In this case the minor plaintiff was just about 3 years old. He had completely no “road sense” and appears to have been merely running after his brother. His immediate concern appears to have been to catch up with his brother and he did not appreciate that he was crossing the road and ought to be careful. This is not an appropriate case in which the minor plaintiff can be held contribuotrily negligent. I therefore find the 2nd plaintiff to be solely liable for the accident. It was conceded by the 2nd Defendant that the motor cycle belonged to the 1st Defendant and that he was at the material time employed by the 1st Defendant. I therefore find the 1st Defendant to be vicariously liable to the minor plaintiff.
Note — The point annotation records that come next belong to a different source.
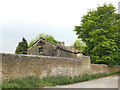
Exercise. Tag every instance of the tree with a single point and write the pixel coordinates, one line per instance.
(99, 31)
(46, 37)
(80, 45)
(22, 47)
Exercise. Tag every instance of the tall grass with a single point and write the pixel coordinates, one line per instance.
(36, 82)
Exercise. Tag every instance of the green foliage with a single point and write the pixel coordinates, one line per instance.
(22, 47)
(26, 82)
(80, 45)
(36, 82)
(45, 36)
(99, 31)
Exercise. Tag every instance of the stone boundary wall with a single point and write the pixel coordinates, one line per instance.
(102, 68)
(18, 65)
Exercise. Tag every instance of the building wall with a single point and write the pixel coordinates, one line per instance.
(16, 66)
(48, 49)
(64, 53)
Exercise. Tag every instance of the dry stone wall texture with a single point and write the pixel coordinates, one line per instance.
(16, 65)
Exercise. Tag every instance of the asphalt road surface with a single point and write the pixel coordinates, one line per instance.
(106, 82)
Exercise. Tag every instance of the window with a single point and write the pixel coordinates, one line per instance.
(41, 50)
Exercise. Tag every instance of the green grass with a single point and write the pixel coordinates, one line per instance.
(36, 82)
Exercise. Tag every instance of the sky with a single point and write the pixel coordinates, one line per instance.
(28, 18)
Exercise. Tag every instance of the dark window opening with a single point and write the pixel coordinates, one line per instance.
(41, 50)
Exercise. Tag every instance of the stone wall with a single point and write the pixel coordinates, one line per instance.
(14, 65)
(101, 68)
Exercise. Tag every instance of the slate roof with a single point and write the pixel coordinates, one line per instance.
(58, 46)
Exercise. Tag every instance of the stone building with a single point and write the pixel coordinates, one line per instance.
(47, 48)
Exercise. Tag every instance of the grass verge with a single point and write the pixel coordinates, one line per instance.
(36, 82)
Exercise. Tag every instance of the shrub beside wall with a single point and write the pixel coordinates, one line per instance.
(16, 65)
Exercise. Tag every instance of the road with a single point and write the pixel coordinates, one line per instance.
(106, 82)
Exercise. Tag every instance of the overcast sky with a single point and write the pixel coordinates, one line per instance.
(28, 18)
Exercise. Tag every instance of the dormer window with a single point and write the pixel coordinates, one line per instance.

The injuries suffered by the minor plaintiff were a deep cut on the head with a depressed fracture which has left the minor with an 7 cm long scar and an oral bone defect on the left frontal bone anteriorly. Dr. Wokabi who initially examined the minor plaintiff was of the opinion that the injuries predisposed him to a high chance of developing epilepsy. However 3 years down the road, the minor plaintiff has not exhibited any symptoms of epilepsy and I would therefore go by Dr. Shah's report that chances of developing epilepsy are now negligible. In my considered opinion a sum of Kshs.550,000/= would be adequate for pain and suffering. I would further award the minor plaintiff a sum of Kshs.150,000/= as cost of future surgery to correct the deformity in his skull bone and special damages of Kshs.2100/=.
The plaintiff shall also have costs of the suit and interest from the date of this judgment. Orders accordingly.